“What I Wish I Knew In First Year”

Hopefully, in the past weeks- we’ve all taken chances, we’ve made mistakes, and we’ve all said Hi!

But, as I learned in the past week, some mistakes can give rise to crucial dips in our academic careers. As a first year student, perhaps I’m the last one to be writing about this. But the title doesn’t refer to my exquisite knowledge, but rather the presentation, organized by Lisa Peden- an academic advisor.

A lot of students have come to her- panicked, disheartened, grief-stricken-

panicattack

And after hearing what she has to say, have exclaimed with a tone of remorse, “I Wish I Knew That in First Year!”

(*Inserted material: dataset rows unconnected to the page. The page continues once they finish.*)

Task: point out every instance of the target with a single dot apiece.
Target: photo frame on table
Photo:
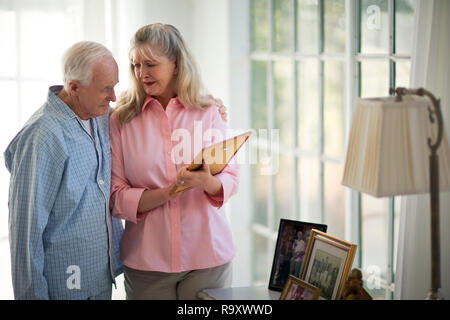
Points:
(327, 263)
(297, 289)
(290, 250)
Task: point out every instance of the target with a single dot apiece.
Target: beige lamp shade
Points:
(388, 151)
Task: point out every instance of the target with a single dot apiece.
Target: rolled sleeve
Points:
(229, 178)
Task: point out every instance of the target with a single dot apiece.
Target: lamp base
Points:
(434, 295)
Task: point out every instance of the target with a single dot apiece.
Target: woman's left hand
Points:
(201, 178)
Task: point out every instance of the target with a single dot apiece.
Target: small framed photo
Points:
(289, 250)
(326, 264)
(297, 289)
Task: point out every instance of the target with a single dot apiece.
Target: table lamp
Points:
(398, 146)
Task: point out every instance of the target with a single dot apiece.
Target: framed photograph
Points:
(297, 289)
(326, 264)
(289, 250)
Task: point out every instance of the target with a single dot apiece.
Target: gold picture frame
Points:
(327, 263)
(297, 289)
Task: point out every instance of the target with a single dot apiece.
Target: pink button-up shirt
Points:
(191, 231)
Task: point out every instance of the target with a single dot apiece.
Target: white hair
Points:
(79, 59)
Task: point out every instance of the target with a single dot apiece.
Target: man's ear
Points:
(74, 87)
(175, 71)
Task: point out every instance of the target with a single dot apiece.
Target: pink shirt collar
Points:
(149, 101)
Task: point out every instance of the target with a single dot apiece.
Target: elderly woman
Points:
(173, 245)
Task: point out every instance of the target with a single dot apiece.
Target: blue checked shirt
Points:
(64, 243)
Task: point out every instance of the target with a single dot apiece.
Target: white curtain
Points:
(430, 69)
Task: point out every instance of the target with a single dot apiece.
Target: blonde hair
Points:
(79, 60)
(169, 43)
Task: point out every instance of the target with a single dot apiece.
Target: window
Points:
(309, 60)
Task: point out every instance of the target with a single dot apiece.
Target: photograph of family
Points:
(290, 249)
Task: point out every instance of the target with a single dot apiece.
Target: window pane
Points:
(374, 240)
(334, 120)
(259, 25)
(284, 100)
(334, 195)
(307, 26)
(374, 79)
(259, 95)
(308, 105)
(260, 183)
(403, 69)
(260, 260)
(284, 189)
(36, 89)
(308, 185)
(9, 121)
(334, 26)
(8, 52)
(41, 53)
(403, 25)
(283, 25)
(374, 26)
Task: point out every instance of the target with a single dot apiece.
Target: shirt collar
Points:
(150, 102)
(60, 107)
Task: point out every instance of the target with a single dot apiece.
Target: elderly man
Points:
(64, 243)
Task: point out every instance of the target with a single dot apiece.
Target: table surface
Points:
(240, 293)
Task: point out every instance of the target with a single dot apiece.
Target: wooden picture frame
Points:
(327, 263)
(290, 251)
(297, 289)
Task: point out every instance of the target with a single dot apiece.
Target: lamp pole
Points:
(434, 114)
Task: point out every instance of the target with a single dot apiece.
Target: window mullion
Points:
(320, 93)
(352, 212)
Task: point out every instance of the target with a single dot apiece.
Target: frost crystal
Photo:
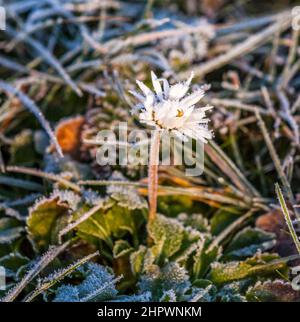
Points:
(170, 108)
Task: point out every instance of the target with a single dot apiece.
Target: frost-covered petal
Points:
(156, 86)
(193, 98)
(169, 108)
(137, 95)
(145, 89)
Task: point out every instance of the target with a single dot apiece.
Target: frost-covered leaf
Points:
(222, 219)
(167, 234)
(196, 221)
(171, 277)
(272, 291)
(48, 217)
(204, 256)
(247, 242)
(10, 230)
(259, 265)
(99, 285)
(13, 262)
(121, 248)
(114, 222)
(126, 196)
(232, 292)
(137, 259)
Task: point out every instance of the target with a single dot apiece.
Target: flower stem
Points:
(153, 174)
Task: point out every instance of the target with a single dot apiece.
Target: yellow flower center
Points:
(179, 113)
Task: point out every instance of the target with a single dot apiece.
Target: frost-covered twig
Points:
(47, 258)
(287, 217)
(31, 106)
(275, 158)
(51, 280)
(45, 175)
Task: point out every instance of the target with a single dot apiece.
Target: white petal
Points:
(177, 91)
(193, 98)
(188, 82)
(166, 88)
(156, 85)
(137, 95)
(145, 89)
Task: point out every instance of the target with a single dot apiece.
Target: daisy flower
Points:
(172, 108)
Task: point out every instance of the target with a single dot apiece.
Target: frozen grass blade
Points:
(275, 158)
(51, 280)
(287, 217)
(44, 175)
(32, 107)
(47, 258)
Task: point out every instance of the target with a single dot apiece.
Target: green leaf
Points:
(12, 263)
(137, 259)
(114, 222)
(259, 265)
(167, 234)
(247, 242)
(9, 230)
(121, 248)
(272, 291)
(222, 219)
(45, 220)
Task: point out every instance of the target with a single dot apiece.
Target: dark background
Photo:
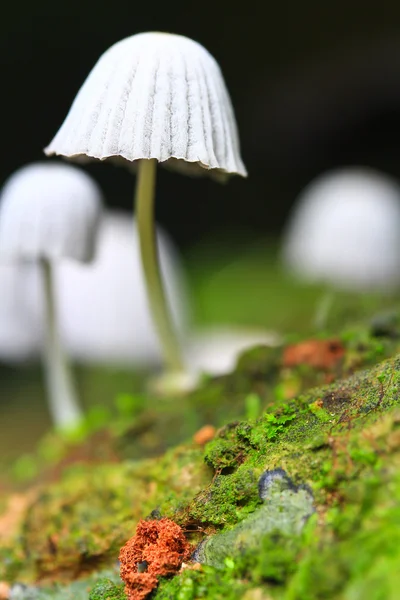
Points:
(314, 85)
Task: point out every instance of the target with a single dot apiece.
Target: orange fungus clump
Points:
(158, 548)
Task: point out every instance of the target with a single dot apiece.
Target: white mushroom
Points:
(345, 231)
(20, 339)
(50, 212)
(154, 97)
(215, 350)
(103, 310)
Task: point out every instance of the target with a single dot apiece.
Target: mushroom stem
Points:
(144, 201)
(63, 402)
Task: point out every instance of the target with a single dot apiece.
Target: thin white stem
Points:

Hence, Lisa Peden chose to share solutions to some of the most common mishaps she has heard of over the years. Today, I share a few with you:

  1. It is OKAY to drop a course! Dropping a course is not the same as failing a course. As long as you have above 4 credits and meet the prerequisites for your program, you’re all set. If a course is unnecessarily killing your time, and causing you to defocus from other important courses, log in to ACORN, and click on “Remove Course”. It’s as simple as that.
  1. If you really like a course, but worry that it may bring down your GPA, try making it a Credit/No Credit course. You are still enrolled in the course, and it counts for your degree credits and distribution requirements, but not as prerequisites for courses you plan on taking later. USE UP your credit/no credit courses the first year, you get 2 whole credits!
  1. Marks are ALWAYS worse in first year, than they are in second year. Don’t give up! Don’t worry about fulfilling distribution requirements in first year. GET into your program first.
  1. Use the UTM Timetable Planner (https://student.utm.utoronto.ca/timetable/) when selecting courses for the upcoming years. You can view past course outlines (located under the UTM logo at the top),  to ensure that midterms, tests, and exams, do not clash frequently between your selected courses. Also, it gives you an in-depth perspective within the course so you’re not surprised by the material.
  1. Declare your subject POSt as early as possible. Once you get in, you can register right away and get the first pick at course timings!

Those were some heavy tips on strategic planning, on macro-managing if you will. But you may ask-Mahika, what about the daily tasks? Things that bother me, or I have to struggle with every day? I got you covered. Come by next Monday for day-to-day techniques on surviving @ UTM   🙂

Oh and remember, continue to Take Chances, and Say Hi! (Let’s skip mistakes shall we?)

PS- Thank You Lisa Peden for the extremely helpful presentation!